It IS WISE TO KNOW WHERE THE TRUTH LIES

– WHETHER IN YOUR IMAGINATION OR WITH THE DEBATE OF ARGUMENTS SET TO MISGUIDE OR TO ENLIGHTEN

THE emancipation from chattel slavery, which we celebrate on August 1 each year, is one such significant event that has varied realms still unexplored. These cannot be left unaccounted for or unoccupied, lest they be squatted upon by hostile vagrants and readjusted to suit retarding and redefining presumptions.
Emancipation was followed by years of conflict to initiate even the most basic levels of rights and privileges common to a new and enlightened age.

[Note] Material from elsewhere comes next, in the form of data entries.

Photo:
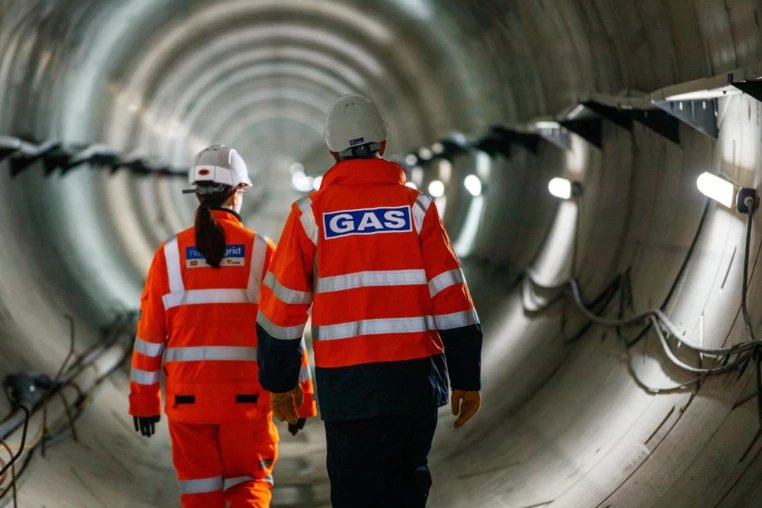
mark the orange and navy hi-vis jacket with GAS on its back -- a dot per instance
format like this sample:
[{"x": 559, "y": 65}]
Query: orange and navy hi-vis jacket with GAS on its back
[{"x": 391, "y": 309}]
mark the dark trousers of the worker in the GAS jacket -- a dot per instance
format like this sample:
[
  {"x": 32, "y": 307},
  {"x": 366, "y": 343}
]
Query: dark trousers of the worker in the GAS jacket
[{"x": 380, "y": 462}]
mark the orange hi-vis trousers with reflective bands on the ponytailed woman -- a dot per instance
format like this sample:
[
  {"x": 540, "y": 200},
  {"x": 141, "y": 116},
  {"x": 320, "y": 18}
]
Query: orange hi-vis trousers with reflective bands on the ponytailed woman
[{"x": 224, "y": 463}]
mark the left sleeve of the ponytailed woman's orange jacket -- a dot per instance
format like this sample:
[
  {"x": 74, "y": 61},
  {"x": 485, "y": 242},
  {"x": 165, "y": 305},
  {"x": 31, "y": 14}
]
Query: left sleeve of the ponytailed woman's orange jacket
[{"x": 145, "y": 393}]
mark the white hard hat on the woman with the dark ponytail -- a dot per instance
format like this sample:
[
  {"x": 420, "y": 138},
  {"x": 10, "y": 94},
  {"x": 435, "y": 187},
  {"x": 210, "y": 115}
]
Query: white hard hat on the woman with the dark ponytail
[{"x": 219, "y": 164}]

True, the plantocracy had become deities of a kind. The plantation owners possessed power greater, at times, than the colonial governor. In fact, they were the powers that be. And though some levels of indentured workers were imported, these people did not meet the ready criteria that the sugar plantations required. Thus, there were always conflicts, and methods were employed to strangle the new villages that the emancipated had purchased; to strangle the business services that the emancipated offered to the town of Port Stabroek — services the township required. The plantocracy hurried to undo the worthy efforts of their former slaves.
The emancipated, with monies saved, had bought plantations that some planters had surrendered for sale. These became the first villages of the then British colony of Guiana. Thus, they were subject to taxes, and this they paid for drainage and irrigation services that were never supplied. Instead, their taxes were used to finance indentured labour. This led to hardships in the villages. Yet it did not stop the hostilities and schemes of the plantocracy.
They also targeted the services that the African emancipated were now offering in the township. They were the equivalent of the modern taxi service, with their coaches. Before Emancipation, the enslaved population was already producing farm crops that kept the two markets of Demerara active — the Stabroek and Mahaica Sunday markets remained functional. It was not unusual for them to continue perfecting this after Emancipation. But they were plotted against.
The goal of the plantocracy was to destroy all efforts made by the formerly enslaved. Those who were successful were to be undermined and replaced by sections of the very indentured, selected for those schemes. The spite that was contrived then followed the emancipated into the early 1900s and beyond.
The writers and scribes that evolved from among the emancipated did not hesitate to highlight the true nature of Emancipation — that it was not the act of Emancipation announced by the enslavers that must be at the forefront of the celebration of the breaking of some of the chains — but rather, it was the struggle and sacrifices of the enslaved in the pursuit of total freedom that must be identified, venerated, and explained to the innocent and to all.